Email us at: Buildingthegamepodcast (at) gmail (dot) com

Call us at: 770 – TELL – BTG

Tweet us at: @PodcastBTG

Rob’s Twitter: @Poorly_Designed

Jason’s Twitter: @JASlingerland


Contact — 10 Comments

  1. Hey guys,

    I didn’t discover your podcast until mid-July, so I’m not quite up-to-date, so I just listened to episode 13. I wanted to tell you that the game Chrononauts is a “coopetitive” game like Jason was discussing: everyone is trying to recreate the historic timeline to suit their own individual goals, but if there are ever 13 paradoxes (paradoces?) on the board at the same time, the universe ends and everyone loses. So it has that “common enemy” idea behind it.

    Lovin’ the ‘cast.

    St. Louis, MO

  2. Congrats on the successful kickstarter! Wish I could have backed it more, but my entire budget is dedicated to moving right now! Will there be any extra copies available for purchase after the backer copies are mailed out?

    Also, question! I’m a novice designer, and a little bit of a neat freak. Do you guys have any kind of a prototype making work station? If so, how big, small, and what sorts of things to you keep in it (meeples, stock cards, markers, etc…) thanks!

  3. Hey guys, so I haven’t commented in a long time. But I did want to start by thanking you for responding to my first email a long time ago about keeping motivated, your response and advice helped.

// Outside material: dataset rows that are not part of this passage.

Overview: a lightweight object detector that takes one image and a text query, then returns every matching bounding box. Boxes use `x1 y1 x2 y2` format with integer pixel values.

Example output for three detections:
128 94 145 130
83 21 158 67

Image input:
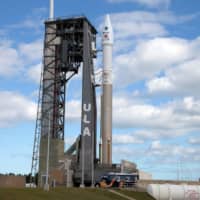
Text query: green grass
0 188 155 200
117 189 154 200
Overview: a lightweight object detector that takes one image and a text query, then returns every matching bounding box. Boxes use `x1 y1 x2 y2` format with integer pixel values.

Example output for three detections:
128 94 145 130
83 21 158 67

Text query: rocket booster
101 15 113 164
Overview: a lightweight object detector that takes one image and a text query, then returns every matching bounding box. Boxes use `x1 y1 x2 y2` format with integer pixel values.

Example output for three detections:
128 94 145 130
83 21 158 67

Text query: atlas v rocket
101 15 113 164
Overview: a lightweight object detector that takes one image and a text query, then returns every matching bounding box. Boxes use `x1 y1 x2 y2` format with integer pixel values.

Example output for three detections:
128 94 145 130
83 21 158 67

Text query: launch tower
31 16 97 185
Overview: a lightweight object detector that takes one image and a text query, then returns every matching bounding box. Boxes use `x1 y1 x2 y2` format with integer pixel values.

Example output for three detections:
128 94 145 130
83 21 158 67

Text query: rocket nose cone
102 15 113 44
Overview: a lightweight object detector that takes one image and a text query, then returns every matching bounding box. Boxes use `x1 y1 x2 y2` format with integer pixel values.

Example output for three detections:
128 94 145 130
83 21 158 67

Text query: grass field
0 188 155 200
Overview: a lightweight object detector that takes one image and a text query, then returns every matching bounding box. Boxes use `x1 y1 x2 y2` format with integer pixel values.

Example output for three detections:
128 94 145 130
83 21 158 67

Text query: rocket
100 15 113 165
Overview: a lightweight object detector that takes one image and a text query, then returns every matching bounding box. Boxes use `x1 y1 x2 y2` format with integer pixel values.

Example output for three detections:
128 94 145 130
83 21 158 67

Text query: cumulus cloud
147 58 200 97
0 40 23 76
0 91 36 127
113 133 144 144
108 0 171 8
19 40 43 62
0 40 42 78
113 38 196 87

    Recently I have been working on a design that involves a form of list-building before-hand. And with you guys working on your CCG recently I was wondering about your opinions and design strategies around these types of games that demand some planning before play. Particularly about keeping strategic depth without bogging down the experience of the game.

    And with a lack of decent transition, I have a second topic I would like to get your opinions on. In video game design there is a concept of “minimum viable product.” This concept is used in order to get your core concept down, prototyped, and tested ASAP. In this you cut out all the fat, and make a prototype of simply the core gameplay to make sure that is fun on its own.

    For example, a minimum viable product of the original Mario could be one level that has a couple pitfalls and platforms. And MAYBE one or two enemies, but no power-ups or level gimmicks. This allows the prototype to focus entirely on the mechanics of the moving and jumping and make sure they feel solid. I have been wondering if this can be taken over to board game prototyping. What are your thoughts?

    Anyways, just some food for thought,
    Thanks for all you do guys!
    Matt Kirk

  4. I listened to a few podcasts today so I can’t be sure which one had Marrakesh on it, but I need this to be a thing… a real box I can buy. If you aren’t going to fully publish this, can I at least make a single copy for myself. Of all your ideas, this one seems most economically solvent. You would rock kickstarter with this.

    Please make it a pnp at least.

  5. Hey guys,
    just listened to some episodes. Still catching up with them – and still enjoying.

    Did you heard of the digital card game “Card City Nights”? It’s like an indie card game version of tic tac toe and probably one of the most digital games I have been playing lately.
    You can only play versus NPCs, but it’s a lot of fun anyway, and the dialogs are just ridiculous. I really recommend checking it out!

    Thanks for the great podcast! 🙂

  6. Hey guys,

    Love the podcast.
    A while ago you mentioned you were working on a game for your day job. Do you think this will help in your board game design career? Would you use it as an example of your past work when meeting with publishers for your other games? Would you put it on BGG? Or are you just doing it for fun or for your employer?

    I’m asking because i’m thinking of doing something similar.